第十九章:白狐の導き

「色の残滓」から呪いの正体に関する断片的な記憶を辿り、ユイ、ミコ、レンの三人は、言葉を失い立ち尽くしていた。

 敵の正体は、単なる異形の怪物などではない。意思を持ち、太古からこの世界に寄生し続ける、巨大な生命体。その事実は、彼らの心を重く圧し潰していた。

 その、張り詰めた沈黙を破るように。

 音もなく、彼らの前に、再びあの白狐が姿を現した。

 雪のように白い毛並み、何も映さない鏡のような瞳は、初めて出会った時と同じく、静謐せいひつで神秘的な気配を宿している。

 白狐は今回、供物を置く代わりに、ユイの周りをゆるやかに、まるで舞うように旋回した。

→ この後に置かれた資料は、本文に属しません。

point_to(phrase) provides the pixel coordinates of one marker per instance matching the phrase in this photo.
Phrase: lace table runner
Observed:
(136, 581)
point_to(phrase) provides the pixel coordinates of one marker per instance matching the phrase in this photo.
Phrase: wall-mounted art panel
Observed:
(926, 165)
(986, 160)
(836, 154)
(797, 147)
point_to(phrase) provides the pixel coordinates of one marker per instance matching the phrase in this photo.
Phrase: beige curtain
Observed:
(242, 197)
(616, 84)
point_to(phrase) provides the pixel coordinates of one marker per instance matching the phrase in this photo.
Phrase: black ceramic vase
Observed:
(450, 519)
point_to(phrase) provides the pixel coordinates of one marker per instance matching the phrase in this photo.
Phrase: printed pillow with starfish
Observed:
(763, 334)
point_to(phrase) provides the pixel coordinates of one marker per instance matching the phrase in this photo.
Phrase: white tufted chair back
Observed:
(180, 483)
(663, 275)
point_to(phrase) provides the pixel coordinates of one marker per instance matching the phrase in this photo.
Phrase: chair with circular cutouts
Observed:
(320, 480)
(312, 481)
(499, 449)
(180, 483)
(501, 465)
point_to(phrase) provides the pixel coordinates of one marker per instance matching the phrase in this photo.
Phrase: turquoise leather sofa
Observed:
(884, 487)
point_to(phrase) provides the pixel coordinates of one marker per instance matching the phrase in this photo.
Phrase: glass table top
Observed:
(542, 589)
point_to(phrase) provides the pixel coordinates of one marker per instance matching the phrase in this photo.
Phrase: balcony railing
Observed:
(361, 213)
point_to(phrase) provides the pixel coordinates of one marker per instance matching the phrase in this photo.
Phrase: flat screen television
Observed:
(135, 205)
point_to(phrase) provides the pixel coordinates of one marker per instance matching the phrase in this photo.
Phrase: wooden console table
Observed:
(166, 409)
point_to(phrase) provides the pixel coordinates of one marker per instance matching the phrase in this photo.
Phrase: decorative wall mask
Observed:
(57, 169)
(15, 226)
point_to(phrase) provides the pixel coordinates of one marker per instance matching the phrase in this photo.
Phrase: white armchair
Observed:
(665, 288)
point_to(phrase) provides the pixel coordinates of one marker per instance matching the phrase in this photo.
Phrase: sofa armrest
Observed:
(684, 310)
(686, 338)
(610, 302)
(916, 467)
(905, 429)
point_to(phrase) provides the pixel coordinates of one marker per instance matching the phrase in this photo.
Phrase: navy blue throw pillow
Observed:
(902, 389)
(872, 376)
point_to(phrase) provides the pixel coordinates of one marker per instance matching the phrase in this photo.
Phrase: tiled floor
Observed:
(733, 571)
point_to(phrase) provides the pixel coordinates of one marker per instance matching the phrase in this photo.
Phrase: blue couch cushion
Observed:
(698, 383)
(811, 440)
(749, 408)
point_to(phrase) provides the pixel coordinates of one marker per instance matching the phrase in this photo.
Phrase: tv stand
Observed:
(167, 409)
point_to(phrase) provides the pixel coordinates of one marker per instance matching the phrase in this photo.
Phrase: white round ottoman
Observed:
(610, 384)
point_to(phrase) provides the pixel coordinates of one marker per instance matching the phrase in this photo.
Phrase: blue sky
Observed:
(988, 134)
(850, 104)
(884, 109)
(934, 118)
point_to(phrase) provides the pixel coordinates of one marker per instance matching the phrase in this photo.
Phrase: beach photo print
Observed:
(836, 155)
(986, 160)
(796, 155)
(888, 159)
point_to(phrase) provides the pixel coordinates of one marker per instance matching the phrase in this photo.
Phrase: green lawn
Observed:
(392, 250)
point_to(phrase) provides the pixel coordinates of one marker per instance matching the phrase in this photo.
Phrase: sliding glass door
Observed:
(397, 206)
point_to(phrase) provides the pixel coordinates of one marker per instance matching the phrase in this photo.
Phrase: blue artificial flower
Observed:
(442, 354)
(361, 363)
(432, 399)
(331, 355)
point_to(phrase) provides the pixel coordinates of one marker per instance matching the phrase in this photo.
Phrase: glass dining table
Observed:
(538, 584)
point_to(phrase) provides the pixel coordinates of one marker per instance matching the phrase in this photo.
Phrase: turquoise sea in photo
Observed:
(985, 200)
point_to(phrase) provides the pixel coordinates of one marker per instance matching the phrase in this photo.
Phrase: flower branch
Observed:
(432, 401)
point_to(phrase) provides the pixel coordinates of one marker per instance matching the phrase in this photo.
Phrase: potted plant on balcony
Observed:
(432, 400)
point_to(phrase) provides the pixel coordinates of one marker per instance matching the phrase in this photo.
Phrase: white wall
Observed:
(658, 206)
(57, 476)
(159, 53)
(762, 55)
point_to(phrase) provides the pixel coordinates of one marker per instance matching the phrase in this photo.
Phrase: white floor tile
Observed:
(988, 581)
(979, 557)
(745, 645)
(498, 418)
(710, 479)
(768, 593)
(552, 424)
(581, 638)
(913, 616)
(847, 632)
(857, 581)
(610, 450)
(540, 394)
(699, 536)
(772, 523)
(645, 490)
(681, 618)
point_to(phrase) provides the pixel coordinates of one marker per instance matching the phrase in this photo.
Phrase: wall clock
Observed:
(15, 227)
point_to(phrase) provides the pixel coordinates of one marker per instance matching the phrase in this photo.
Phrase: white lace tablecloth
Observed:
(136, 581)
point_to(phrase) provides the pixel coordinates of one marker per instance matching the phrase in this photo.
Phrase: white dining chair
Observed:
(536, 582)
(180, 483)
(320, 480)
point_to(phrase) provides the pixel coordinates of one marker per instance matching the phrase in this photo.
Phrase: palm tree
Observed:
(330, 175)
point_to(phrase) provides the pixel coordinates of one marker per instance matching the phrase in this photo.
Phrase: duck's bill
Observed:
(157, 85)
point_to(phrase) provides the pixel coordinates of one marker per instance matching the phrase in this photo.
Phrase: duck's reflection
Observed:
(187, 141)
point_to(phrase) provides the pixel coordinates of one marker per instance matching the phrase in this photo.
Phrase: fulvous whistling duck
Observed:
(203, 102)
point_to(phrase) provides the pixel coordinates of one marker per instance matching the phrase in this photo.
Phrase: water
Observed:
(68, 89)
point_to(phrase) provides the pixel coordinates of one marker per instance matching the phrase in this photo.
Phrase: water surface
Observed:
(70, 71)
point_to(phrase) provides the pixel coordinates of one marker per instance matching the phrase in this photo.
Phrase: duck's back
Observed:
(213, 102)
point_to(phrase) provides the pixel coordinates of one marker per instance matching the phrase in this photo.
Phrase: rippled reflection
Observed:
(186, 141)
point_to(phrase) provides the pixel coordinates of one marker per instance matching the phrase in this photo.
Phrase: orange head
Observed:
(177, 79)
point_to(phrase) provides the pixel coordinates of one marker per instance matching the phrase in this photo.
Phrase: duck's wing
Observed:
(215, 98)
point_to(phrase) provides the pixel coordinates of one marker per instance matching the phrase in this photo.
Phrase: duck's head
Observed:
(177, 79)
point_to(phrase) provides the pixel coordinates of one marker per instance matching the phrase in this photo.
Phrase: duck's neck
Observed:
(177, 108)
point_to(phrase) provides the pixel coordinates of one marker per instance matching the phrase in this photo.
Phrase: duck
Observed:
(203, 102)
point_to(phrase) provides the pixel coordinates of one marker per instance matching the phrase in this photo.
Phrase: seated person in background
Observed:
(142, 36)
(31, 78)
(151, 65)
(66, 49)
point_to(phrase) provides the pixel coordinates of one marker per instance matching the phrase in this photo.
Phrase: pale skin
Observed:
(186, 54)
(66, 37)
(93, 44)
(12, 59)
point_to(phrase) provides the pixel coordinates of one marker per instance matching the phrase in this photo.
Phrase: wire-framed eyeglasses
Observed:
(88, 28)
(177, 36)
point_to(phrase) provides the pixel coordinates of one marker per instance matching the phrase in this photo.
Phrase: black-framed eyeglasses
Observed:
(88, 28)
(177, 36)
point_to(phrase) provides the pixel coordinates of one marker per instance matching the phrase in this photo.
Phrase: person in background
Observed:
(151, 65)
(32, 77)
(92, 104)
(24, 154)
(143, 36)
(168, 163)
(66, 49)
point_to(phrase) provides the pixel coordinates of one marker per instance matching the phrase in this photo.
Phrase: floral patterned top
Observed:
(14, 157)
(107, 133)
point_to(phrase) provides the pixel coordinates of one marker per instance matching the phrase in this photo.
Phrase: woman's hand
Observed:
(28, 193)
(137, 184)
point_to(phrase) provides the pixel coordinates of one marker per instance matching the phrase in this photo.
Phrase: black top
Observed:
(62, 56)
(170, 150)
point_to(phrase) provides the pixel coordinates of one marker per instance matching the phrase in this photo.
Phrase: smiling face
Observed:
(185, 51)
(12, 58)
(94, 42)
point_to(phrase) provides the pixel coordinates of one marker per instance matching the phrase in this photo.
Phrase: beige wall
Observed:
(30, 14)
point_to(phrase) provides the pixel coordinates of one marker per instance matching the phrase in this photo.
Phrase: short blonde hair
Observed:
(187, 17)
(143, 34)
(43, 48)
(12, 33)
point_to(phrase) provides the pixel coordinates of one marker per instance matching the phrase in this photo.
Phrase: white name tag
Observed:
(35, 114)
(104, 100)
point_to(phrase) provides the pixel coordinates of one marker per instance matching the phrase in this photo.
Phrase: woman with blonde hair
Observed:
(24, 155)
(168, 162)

 そして、何かを促すかのように一方向へとしなやかに歩み始める。

 ユイは、白狐の足跡から響く、ごく微かな「音」に導かれるように、無意識にその後を追っていた。

 それは、これまで感じたことのない、清らかでありながら、どこか切望を帯びた、不思議な「色の音」だった。

 ミコとレンも、戸惑いながらユイの後に続く。

 白狐がユイたちを誘ったのは、異世界の中心からやや外れた、ほとんど忘れ去られたような廃墟だった。

 崩れかけた石造りの壁には蔦が絡みつき、内部はここもまた色彩を失ったような灰色の世界が広がっている。

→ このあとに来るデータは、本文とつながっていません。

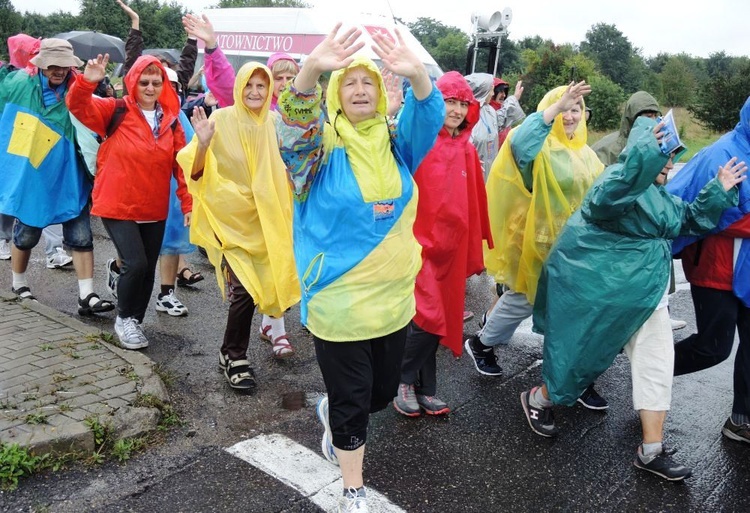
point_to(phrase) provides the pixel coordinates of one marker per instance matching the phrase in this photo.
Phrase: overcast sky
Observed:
(671, 26)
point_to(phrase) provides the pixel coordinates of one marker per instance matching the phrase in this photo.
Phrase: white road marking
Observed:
(304, 470)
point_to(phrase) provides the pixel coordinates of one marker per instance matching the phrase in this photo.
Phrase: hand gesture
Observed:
(200, 28)
(204, 128)
(129, 11)
(732, 173)
(394, 91)
(396, 56)
(335, 51)
(573, 95)
(96, 69)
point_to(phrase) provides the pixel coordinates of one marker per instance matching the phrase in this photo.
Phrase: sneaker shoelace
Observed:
(130, 328)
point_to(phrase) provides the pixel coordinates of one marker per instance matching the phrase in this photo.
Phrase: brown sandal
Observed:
(186, 277)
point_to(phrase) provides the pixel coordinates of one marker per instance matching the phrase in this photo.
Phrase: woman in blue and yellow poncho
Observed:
(355, 205)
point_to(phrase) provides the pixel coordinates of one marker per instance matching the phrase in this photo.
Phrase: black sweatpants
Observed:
(419, 367)
(138, 246)
(717, 313)
(361, 377)
(239, 320)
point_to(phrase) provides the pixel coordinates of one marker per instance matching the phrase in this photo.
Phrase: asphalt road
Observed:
(482, 457)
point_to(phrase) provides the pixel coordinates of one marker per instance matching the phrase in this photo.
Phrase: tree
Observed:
(613, 53)
(261, 3)
(718, 105)
(447, 45)
(450, 52)
(10, 25)
(678, 83)
(605, 101)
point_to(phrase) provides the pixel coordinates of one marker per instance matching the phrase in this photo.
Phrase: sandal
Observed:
(240, 375)
(282, 348)
(25, 293)
(94, 304)
(265, 333)
(186, 277)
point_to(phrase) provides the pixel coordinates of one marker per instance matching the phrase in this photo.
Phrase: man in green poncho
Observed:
(611, 262)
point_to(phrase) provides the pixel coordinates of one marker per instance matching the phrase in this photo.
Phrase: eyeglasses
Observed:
(152, 83)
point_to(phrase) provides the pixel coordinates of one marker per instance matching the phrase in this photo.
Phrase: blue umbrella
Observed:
(88, 44)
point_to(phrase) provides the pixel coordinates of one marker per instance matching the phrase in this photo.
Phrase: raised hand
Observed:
(395, 92)
(130, 12)
(573, 95)
(96, 69)
(200, 27)
(399, 59)
(732, 173)
(204, 128)
(396, 56)
(334, 52)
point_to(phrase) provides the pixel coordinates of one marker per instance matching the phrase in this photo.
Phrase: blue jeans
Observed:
(76, 234)
(502, 322)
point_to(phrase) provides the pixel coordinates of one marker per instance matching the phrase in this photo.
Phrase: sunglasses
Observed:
(152, 83)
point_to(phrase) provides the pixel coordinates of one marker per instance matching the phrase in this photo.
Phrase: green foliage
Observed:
(123, 449)
(36, 418)
(613, 53)
(718, 104)
(605, 100)
(17, 462)
(450, 52)
(678, 83)
(262, 3)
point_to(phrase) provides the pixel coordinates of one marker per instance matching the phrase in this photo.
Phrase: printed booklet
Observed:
(671, 141)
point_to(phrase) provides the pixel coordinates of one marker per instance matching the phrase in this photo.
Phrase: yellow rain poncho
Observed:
(242, 204)
(525, 224)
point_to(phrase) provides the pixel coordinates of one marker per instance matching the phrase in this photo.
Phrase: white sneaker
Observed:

 白狐は、その廃墟の奥深く、ひときわ大きくそびえ立つ一枚岩の石碑の前で、ぴたりと立ち止まった。

 石碑には、見慣れない記号や図形がびっしりと刻まれているが、風化が進み、その意味を読み取ることは困難を極めた。

 ミコは石碑の周りに残る、わずかな「記憶の色」に集中し、過去の残響を懸命に拾い集めようとする。

 レンは警戒心から周囲を鋭く見渡しながらも、この白狐の行動に、ただならぬ意味があることを感じ取っていた。

 白狐の目は、ただじっと、ユイを見つめている。

 まるで、ここに隠された真実を、お前自身のその手で解き明かせと、無言の命令を下しているかのようだった。

 その視線は、単なる動物のそれではない。

 ユイの持つ特別な感覚と直接共鳴し、彼女の奥底に眠る何かを、呼び覚まそうとしている。

 石碑に注意を促した後、白狐は一行をさらに奥、朽ち果てた神殿へと導くように、再び静かに歩き始めた。